LinkArchive.hs
Path: build/LinkArchive.hs | Language: Haskell | Lines: ~395
External link localization for preemptive link-rot prevention
Config: build/Config/LinkArchive.hs | Lines: ~700+ (mostly whitelist)
Overview
LinkArchive.hs implements "preemptive local archiving"—the strategy of mirroring external URLs to local copies before they die. When gwern.net links to an external page, the system archives it to /doc/www/ and rewrites the link to point to the local copy. This prevents link rot from affecting readers and ensures cited sources remain accessible.

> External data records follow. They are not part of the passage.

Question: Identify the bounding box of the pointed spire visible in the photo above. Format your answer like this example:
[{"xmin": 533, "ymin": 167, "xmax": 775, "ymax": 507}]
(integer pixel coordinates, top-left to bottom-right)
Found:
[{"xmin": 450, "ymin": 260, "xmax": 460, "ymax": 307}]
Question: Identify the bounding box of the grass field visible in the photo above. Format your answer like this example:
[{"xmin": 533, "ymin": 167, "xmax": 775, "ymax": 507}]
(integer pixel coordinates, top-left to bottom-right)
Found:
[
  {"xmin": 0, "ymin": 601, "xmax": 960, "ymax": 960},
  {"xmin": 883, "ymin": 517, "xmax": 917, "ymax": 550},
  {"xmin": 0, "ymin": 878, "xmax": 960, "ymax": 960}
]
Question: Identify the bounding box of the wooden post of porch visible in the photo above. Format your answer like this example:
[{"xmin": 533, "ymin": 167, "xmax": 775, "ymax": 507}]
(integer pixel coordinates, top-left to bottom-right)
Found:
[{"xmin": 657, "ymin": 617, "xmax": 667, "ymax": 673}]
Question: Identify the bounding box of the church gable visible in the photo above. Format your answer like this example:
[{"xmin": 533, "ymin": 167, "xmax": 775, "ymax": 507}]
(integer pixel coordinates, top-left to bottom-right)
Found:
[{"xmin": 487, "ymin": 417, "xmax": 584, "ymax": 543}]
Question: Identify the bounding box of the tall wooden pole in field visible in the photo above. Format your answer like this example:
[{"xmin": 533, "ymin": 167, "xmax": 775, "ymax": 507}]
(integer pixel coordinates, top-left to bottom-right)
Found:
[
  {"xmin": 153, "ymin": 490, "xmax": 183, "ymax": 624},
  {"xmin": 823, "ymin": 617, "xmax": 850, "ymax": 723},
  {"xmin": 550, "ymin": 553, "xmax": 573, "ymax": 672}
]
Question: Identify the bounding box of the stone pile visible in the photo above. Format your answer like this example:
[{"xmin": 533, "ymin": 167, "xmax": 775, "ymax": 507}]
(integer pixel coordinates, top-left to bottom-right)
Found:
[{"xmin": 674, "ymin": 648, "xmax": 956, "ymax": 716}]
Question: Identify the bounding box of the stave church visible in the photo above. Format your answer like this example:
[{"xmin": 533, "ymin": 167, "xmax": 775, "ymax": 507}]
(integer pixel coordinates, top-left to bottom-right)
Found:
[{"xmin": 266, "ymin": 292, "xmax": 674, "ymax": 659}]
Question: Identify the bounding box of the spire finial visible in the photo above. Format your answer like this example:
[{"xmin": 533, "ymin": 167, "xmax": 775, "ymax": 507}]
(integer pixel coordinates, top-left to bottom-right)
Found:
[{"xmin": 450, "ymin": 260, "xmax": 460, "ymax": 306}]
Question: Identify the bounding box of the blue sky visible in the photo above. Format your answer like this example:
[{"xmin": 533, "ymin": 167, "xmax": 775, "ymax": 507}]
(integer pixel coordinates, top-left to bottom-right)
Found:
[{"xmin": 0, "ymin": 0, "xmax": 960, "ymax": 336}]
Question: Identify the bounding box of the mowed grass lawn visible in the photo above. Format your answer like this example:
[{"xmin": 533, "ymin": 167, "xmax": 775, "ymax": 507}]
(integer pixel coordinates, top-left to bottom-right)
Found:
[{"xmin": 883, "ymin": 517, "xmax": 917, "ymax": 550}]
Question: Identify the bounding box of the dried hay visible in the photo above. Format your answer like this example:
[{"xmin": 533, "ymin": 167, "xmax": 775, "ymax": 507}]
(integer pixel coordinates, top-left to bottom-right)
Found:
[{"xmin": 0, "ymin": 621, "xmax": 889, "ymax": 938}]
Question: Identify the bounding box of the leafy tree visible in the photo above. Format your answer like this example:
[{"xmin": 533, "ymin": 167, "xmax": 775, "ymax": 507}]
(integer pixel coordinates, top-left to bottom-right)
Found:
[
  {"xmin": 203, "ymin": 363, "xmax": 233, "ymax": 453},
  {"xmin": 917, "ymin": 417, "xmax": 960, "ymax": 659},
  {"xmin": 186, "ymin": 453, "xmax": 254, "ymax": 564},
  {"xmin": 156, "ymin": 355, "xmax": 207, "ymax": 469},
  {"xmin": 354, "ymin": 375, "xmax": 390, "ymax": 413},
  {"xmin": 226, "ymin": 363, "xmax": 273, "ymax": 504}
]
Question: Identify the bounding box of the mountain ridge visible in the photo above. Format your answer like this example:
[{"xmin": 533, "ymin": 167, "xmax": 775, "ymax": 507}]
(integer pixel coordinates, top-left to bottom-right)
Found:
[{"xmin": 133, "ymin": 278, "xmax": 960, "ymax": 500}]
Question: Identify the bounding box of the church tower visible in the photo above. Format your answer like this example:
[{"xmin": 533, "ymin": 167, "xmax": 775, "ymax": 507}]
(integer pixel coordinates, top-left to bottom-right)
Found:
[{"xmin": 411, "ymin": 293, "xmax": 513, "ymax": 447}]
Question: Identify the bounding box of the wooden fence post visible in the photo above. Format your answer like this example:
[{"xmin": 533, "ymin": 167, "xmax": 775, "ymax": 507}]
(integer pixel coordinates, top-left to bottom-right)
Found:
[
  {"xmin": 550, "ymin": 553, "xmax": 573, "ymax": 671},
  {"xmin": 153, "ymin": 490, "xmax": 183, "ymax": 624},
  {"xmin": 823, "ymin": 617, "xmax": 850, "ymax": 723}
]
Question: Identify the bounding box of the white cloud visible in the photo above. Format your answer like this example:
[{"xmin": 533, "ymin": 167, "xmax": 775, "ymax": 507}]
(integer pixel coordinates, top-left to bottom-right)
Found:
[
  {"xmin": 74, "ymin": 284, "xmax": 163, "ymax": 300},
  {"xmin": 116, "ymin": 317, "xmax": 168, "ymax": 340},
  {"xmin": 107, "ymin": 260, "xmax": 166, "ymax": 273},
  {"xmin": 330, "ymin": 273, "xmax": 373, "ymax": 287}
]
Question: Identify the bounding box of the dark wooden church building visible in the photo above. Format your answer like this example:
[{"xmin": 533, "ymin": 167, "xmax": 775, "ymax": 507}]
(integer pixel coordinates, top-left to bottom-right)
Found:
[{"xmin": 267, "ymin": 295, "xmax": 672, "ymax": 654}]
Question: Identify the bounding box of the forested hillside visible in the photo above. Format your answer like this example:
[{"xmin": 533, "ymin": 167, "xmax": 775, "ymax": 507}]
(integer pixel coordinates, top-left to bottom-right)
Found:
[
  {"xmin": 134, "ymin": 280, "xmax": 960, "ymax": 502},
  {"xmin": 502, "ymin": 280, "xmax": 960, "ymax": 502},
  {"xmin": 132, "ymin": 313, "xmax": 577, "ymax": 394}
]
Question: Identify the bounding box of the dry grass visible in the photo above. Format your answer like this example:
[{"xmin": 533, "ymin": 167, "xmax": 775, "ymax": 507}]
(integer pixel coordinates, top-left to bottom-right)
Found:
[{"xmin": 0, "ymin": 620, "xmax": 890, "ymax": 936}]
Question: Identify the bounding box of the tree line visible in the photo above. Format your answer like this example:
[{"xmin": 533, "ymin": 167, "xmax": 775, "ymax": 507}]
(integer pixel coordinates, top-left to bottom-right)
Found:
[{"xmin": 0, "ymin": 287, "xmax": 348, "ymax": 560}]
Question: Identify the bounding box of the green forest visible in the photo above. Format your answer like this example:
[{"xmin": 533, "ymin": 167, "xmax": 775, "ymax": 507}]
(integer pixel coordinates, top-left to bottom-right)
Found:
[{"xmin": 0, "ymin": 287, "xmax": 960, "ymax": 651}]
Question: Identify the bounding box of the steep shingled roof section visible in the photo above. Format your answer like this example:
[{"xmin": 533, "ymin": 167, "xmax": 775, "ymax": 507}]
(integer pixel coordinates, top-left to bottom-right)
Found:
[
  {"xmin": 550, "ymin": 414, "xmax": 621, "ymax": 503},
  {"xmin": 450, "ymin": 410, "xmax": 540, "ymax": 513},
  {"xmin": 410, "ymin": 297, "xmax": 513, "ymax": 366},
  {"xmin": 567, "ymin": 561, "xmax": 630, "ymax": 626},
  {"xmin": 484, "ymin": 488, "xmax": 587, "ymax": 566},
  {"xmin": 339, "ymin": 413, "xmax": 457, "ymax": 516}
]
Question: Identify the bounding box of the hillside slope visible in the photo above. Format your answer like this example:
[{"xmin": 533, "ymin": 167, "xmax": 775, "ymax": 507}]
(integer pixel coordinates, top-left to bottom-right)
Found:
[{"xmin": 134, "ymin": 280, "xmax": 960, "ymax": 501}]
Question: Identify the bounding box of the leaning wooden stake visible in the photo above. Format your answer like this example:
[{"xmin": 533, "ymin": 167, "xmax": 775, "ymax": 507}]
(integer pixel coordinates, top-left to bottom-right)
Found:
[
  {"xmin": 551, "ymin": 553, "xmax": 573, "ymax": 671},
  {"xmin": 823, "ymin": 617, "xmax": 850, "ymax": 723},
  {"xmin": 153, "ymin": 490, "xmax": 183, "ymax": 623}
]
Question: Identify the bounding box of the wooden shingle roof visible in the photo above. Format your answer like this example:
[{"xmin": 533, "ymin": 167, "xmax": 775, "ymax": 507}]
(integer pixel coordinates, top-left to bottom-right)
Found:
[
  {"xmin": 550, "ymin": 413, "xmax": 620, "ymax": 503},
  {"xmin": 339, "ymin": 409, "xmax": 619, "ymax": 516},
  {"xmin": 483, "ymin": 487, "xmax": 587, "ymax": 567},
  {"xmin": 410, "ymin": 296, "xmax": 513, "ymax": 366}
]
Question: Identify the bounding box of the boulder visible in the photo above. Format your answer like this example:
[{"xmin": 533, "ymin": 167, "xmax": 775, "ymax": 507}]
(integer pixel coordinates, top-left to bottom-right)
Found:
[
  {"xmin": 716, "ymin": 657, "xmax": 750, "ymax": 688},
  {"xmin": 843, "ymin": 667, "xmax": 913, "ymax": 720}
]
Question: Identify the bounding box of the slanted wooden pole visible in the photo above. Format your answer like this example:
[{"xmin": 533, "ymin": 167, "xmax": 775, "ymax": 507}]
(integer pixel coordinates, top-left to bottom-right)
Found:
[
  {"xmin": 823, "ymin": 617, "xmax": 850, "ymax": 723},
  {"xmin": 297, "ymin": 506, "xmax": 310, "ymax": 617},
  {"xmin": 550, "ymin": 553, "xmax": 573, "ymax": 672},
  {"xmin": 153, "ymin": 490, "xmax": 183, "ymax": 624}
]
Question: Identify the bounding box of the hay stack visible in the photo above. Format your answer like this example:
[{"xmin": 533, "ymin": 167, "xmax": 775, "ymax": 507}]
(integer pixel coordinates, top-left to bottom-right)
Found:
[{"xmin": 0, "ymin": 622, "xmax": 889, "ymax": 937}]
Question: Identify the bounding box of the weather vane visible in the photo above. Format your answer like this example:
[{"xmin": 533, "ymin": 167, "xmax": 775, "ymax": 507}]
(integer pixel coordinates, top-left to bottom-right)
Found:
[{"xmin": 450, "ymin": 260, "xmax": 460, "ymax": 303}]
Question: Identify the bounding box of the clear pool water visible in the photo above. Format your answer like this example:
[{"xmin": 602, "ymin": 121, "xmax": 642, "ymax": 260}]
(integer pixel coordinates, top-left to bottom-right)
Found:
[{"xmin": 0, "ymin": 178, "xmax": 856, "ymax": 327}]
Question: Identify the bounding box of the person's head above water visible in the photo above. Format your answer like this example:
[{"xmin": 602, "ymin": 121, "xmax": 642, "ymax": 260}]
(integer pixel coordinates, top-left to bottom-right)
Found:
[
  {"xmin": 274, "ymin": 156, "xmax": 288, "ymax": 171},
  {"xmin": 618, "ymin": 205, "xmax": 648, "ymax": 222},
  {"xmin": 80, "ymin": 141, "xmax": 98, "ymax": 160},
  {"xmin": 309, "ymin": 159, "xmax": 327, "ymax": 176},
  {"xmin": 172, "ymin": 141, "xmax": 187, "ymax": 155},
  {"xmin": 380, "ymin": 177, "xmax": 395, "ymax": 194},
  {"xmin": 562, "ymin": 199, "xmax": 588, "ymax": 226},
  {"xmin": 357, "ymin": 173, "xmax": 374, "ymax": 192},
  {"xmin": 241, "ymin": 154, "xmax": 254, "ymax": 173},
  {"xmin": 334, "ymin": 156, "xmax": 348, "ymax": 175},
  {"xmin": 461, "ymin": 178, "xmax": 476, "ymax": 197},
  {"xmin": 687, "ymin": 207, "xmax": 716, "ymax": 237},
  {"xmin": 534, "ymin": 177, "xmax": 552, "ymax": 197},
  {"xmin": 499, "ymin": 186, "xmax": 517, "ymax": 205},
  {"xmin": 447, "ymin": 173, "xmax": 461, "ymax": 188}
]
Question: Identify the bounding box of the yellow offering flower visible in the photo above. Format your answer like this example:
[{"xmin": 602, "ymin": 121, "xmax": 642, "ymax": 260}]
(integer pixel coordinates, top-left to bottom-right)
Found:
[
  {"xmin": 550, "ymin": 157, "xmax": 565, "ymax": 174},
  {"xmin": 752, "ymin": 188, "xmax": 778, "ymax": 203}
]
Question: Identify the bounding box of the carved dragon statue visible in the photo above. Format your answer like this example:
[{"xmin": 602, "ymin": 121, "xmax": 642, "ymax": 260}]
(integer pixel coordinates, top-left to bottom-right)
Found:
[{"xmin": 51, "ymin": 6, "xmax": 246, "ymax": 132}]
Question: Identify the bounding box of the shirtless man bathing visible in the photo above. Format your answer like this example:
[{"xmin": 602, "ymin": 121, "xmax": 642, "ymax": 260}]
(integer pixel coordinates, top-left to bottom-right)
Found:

The archive currently holds ~47GB across ~14,000+ snapshots (as of 2023), growing continuously. Archives are created using SingleFile (a Chromium extension that serializes DOMs to self-contained HTML files) or direct PDF downloads. The system is intentionally conservative: automatic archiving currently considers only URLs seen within the last 60 days (older items are excluded by the filter), and many domains are whitelisted to skip archiving entirely.
Key design decisions:
- Delayed archiving: Automatic archiving currently includes only items seen in the last 60 days (items 60+ days old are excluded by the filter)
- SHA1 file naming: Archive paths are
doc/www/$DOMAIN/SHA1($URL).html, enabling deterministic lookup without database queries - Whitelist-heavy: ~800+ domain patterns are skipped (Wikipedia, interactive services, video sites, etc.)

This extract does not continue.